Shedding the “FAT” Historically, most embedded devices have used variants of the File Allocation Table (FAT) file system, which was originally designed for desktop PCs. When writing data to a file, this file system follows several steps: First, it updates the metadata that describes the file system structure, then it updates the file itself. If a power failure occurs at any point during this multistep operation, the metadata may indicate that the file has been updated, when, in fact, the file remains unchanged. FAT file systems also use relatively large cluster sizes, resulting in inefficient use of space for each file. (A cluster is the smallest unit of storage that a file system can manipulate.) Because of these corruption issues, most file systems now use transaction technology. A transaction is simply a description of an atomic file operation. A transaction either succeeds or fails in its operation, allowing the file system to self-heal after a sudden power loss. The file system collects transactions in a list and processes them in order of occurrence.
QNX Software Systems
Examples of transaction-based file systems include ext3 (third extended file system) and ReiserFS (Reiser file system) for disk servers, and JFFS (Journaling Flash File System) and QNX ETFS (Embedded Transaction File System) for embedded systems. While all of these use transactions, they vary significantly in implementation. For example, some use transactions for only critical file metadata and not for file contents or user data. Some can be tuned for specific hardware such as NAND flash. Some optimize transaction processing to reduce file fragmentation. And some boot faster after a power cycle, and recover faster from file errors, than others.

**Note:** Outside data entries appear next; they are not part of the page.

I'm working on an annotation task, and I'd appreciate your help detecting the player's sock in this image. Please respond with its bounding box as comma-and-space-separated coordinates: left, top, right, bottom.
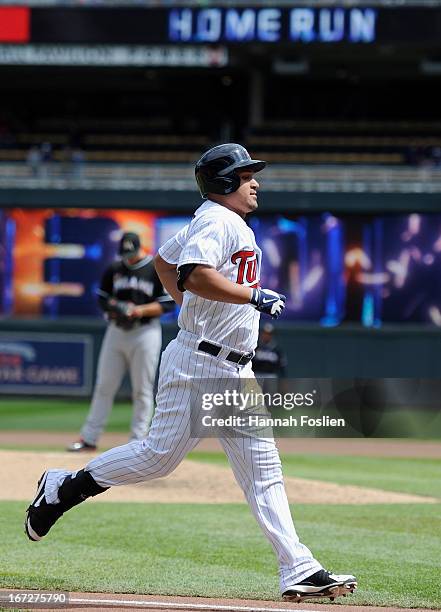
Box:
58, 470, 109, 512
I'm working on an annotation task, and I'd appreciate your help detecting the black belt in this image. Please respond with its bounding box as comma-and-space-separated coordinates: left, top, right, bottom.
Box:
198, 340, 253, 365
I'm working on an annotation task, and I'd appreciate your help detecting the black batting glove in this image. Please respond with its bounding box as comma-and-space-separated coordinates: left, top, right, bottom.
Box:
250, 289, 286, 319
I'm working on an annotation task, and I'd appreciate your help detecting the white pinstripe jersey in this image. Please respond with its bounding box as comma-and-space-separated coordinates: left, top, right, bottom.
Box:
159, 200, 262, 352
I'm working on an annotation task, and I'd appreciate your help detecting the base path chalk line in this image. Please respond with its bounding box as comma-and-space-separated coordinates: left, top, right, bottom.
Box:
69, 597, 318, 612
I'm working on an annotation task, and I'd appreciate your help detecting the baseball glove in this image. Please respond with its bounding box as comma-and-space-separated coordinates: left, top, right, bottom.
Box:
108, 300, 135, 330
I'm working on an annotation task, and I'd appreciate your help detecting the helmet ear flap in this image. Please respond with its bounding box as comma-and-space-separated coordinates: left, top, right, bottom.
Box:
196, 172, 240, 198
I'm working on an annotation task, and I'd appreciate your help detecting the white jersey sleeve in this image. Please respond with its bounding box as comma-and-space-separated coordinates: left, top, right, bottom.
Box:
178, 215, 232, 269
158, 223, 190, 265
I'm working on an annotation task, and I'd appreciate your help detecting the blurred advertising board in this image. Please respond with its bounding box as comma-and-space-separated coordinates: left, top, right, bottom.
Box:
0, 331, 92, 396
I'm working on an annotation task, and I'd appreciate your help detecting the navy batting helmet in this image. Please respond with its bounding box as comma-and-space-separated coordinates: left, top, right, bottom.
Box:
194, 142, 266, 198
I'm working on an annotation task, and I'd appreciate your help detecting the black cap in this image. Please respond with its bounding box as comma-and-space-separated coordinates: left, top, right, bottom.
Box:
118, 232, 141, 256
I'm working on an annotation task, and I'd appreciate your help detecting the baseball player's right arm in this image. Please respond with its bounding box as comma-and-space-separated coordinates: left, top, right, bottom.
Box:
154, 224, 189, 306
178, 218, 286, 318
183, 265, 253, 304
155, 253, 183, 306
183, 264, 286, 319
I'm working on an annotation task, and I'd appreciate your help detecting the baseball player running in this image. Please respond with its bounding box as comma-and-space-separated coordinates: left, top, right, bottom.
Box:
67, 232, 175, 452
25, 144, 357, 601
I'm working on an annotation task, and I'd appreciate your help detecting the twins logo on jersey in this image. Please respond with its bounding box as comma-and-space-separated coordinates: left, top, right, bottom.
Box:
231, 249, 259, 287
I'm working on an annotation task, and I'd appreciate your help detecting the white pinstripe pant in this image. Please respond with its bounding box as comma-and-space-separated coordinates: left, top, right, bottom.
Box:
47, 332, 322, 593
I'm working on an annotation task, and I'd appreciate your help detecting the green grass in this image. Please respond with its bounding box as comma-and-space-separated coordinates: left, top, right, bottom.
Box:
189, 451, 441, 499
0, 398, 132, 433
0, 502, 441, 608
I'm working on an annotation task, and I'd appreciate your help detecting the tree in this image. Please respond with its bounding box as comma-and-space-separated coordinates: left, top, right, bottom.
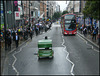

Reliability through transactions Some file systems employ a “pure” transaction-based model, where each write operation, whether of user data or of file system metadata, consists of an atomic operation. In this model, a write operation either completes or behaves as if it didn’t take place. As a result, the file system can survive a power failure, even if the failure occurs during an active flash write or block erase. To prevent file corruption, transaction file systems never overwrite existing “live” data. A write in the middle of a file update always writes to a new unused area. Consequently, if the operation can’t complete due to a crash or power failure, the existing data remains intact. Upon restart, the file system can roll back the write operation and complete it correctly, thus healing itself of a condition that would corrupt a conventional file system. As Figure 1 illustrates, each transaction in a pure transaction-based file system consists of a header and of user data. The transaction header is placed into the spare bytes of the flash array; for example, a NAND device with a 2112-byte page could comprise a 64-byte header and 2048 bytes of user data. The transaction header identifies the file that the data belongs in and its logical offset; it also contains a sequence number to order the transactions. The header also includes CRC and ECC fields for bit-error detection and correction. At system startup, the file system scans these transaction headers to quickly reconstitute the file system structure in memory. Block 0
Block 1 128kB
Block 2 128kB
Data 2048 bytes
Spare 64 bytes
Sequence # File ID Offset CRC ECC
Figure 1 — The mapping of transaction data to physical device media in a pure transaction file system.
QNX Software Systems
Figure 2 shows a block map of a physical flash device. As the image illustrates, every part of a transaction file system can be built from transactions, including: •
Hierarchy entries — descriptions of relationships between files, directories, etc.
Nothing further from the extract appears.